In this notebook, we have done some additional exploration of the TestGrid data; familiarized ourselves with it further and determined a number of facts about the nature of the grids that will help us move forward developing additional analysis and ML tools for CI. We have looked at the entire TestGrid platform, individual grids and individual tests both from a stationary and time-series perspective. We have also done a couple of small experiments with encoding and clustering to explore the dataset's viability for applying ML approaches.

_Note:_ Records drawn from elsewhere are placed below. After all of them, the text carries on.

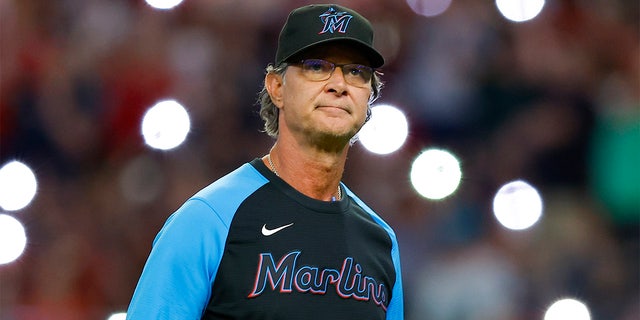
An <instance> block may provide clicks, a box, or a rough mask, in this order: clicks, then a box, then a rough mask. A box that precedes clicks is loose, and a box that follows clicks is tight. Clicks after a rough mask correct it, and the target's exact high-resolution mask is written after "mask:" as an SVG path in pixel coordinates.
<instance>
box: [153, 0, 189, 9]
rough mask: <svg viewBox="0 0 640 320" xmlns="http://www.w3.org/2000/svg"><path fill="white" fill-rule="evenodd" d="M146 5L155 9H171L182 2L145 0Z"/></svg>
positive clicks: (176, 1) (157, 0) (158, 0)
mask: <svg viewBox="0 0 640 320" xmlns="http://www.w3.org/2000/svg"><path fill="white" fill-rule="evenodd" d="M145 1H146V2H147V4H148V5H150V6H152V7H154V8H156V9H162V10H167V9H173V8H174V7H176V6H177V5H179V4H181V3H182V0H145Z"/></svg>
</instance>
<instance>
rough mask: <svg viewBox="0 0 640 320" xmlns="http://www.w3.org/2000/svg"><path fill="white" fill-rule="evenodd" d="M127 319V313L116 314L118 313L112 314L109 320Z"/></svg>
mask: <svg viewBox="0 0 640 320" xmlns="http://www.w3.org/2000/svg"><path fill="white" fill-rule="evenodd" d="M125 319H127V313H126V312H116V313H112V314H111V315H110V316H109V317H108V318H107V320H125Z"/></svg>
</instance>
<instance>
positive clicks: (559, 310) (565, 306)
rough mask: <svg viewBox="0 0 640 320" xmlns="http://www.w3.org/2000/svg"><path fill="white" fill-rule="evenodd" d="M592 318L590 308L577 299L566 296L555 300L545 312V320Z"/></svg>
mask: <svg viewBox="0 0 640 320" xmlns="http://www.w3.org/2000/svg"><path fill="white" fill-rule="evenodd" d="M567 319H571V320H591V315H590V314H589V308H587V306H586V305H585V304H584V303H582V302H581V301H578V300H576V299H572V298H565V299H561V300H558V301H556V302H554V303H553V304H552V305H551V306H550V307H549V309H547V311H546V312H545V314H544V320H567Z"/></svg>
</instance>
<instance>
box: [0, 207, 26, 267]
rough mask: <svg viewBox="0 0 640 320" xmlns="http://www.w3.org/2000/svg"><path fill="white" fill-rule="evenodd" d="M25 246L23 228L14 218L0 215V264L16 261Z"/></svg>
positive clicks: (23, 227)
mask: <svg viewBox="0 0 640 320" xmlns="http://www.w3.org/2000/svg"><path fill="white" fill-rule="evenodd" d="M26 245H27V235H26V233H25V231H24V226H22V223H20V221H18V220H17V219H16V218H14V217H12V216H10V215H7V214H0V264H7V263H11V262H13V261H15V260H16V259H18V258H19V257H20V256H21V255H22V253H23V252H24V248H25V247H26Z"/></svg>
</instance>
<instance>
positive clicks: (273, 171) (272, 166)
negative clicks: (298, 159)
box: [267, 152, 342, 201]
mask: <svg viewBox="0 0 640 320" xmlns="http://www.w3.org/2000/svg"><path fill="white" fill-rule="evenodd" d="M267 161H268V162H269V168H270V169H271V171H273V173H275V174H276V176H278V177H279V176H280V175H279V174H278V170H276V166H275V165H274V164H273V160H271V152H269V154H268V155H267ZM331 200H333V201H336V200H337V201H340V200H342V190H340V185H338V197H337V198H336V197H331Z"/></svg>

In this notebook we have tried to address the following questions and come up with the following answers:

  • How comparable are the TestGrids?

    • The test grids contain nearly unique sets of tests and therefore are not directly comparable. We will either have to consider the aggregation of shared test or define grids purely by their patterns (independent of specific test)
  • How do we analyze the TestGrids in aggregate to learn from their combined behavior?

    • I don't think we can analyze the entire grids directly due to the above stated issue of uniqueness, other than addressing purely the patterns independent of the specific test names. It will likely be better to analyze the data one step lower and learn from the tests, then use the tests the grids are composed of to understand the grids better.
  • How many/ which tests do they all have in common?

    • The set of tests in each grid appears to be unique and there is not one test that is included in all grids.
    • However, there are about 3k tests identified above that that occur in 10 grids or more.
  • Are their time series dates comparable?

    • We have included the timestamps for the time series, so we know when a test passed/failed and we can compare tests on specific days or time ranges.
    • Each grid contains different dates and lengths of runs, however, so they aren't all equally sampled points.
  • Are there sub-groups that should only be compared with one another?

    • We removed version identifiers to compare subgroups, but still saw little overall overlap between sets of tests in grids appeared. But further analysis could still be done in this regard.
  • Is looking at the grid matrices independent of test names a valid approach for issue identification?

    • We were able to create a toy example using a 2d convolution and an handcrafted filter to identify diagonal failures in the TestGrids. If the annotated image we have is accurate, then we have shown at least one method to achieve this goal. So I would consider this to indeed be a useful approach.
  • What is the expected behavior of a test over time across multiple jobs.

    • We developed some basic encoding and clustering examples to compare individual tests, aggregated tests and tests of the same type. We should build this analysis out further in a later notebook.
  • How does the entire test platform/specific tests perform on a given day?

    • We were able to develop a number of methods to perform and display this type of analysis. We should build this analysis out further in a later notebook.
  • How does a test or the entire test platform behavior evolve over time.

    • Given the above step, we were able to roll that analysis out across time and plot trends in platform pass rate over September. We should build this analysis out further in a later notebook.
  • Is there sufficient data here for useful ML approaches?

    • Yes, especially if we focus on the level of individual time-series for tests. However, there are currently not clear labels, so much of the initial work would either be unsupervised learning or pure statistical analysis.

    • If we look only at the Red Hat grids, which are themselves a subset of the entire ecosystem.

      • There are ~400 grids
      • 61 days of data for each grid
      • 117,000 time series
    • Other platforms have also opened their data on Testgrid.io that we could leverage as well.

  • Can we develop some meaningful alerting/ problem identification with the results of the above questions?

    • Yes. Given all of the above, I think there are a number of avenues available for developing altering and classification tools for CI based on this data.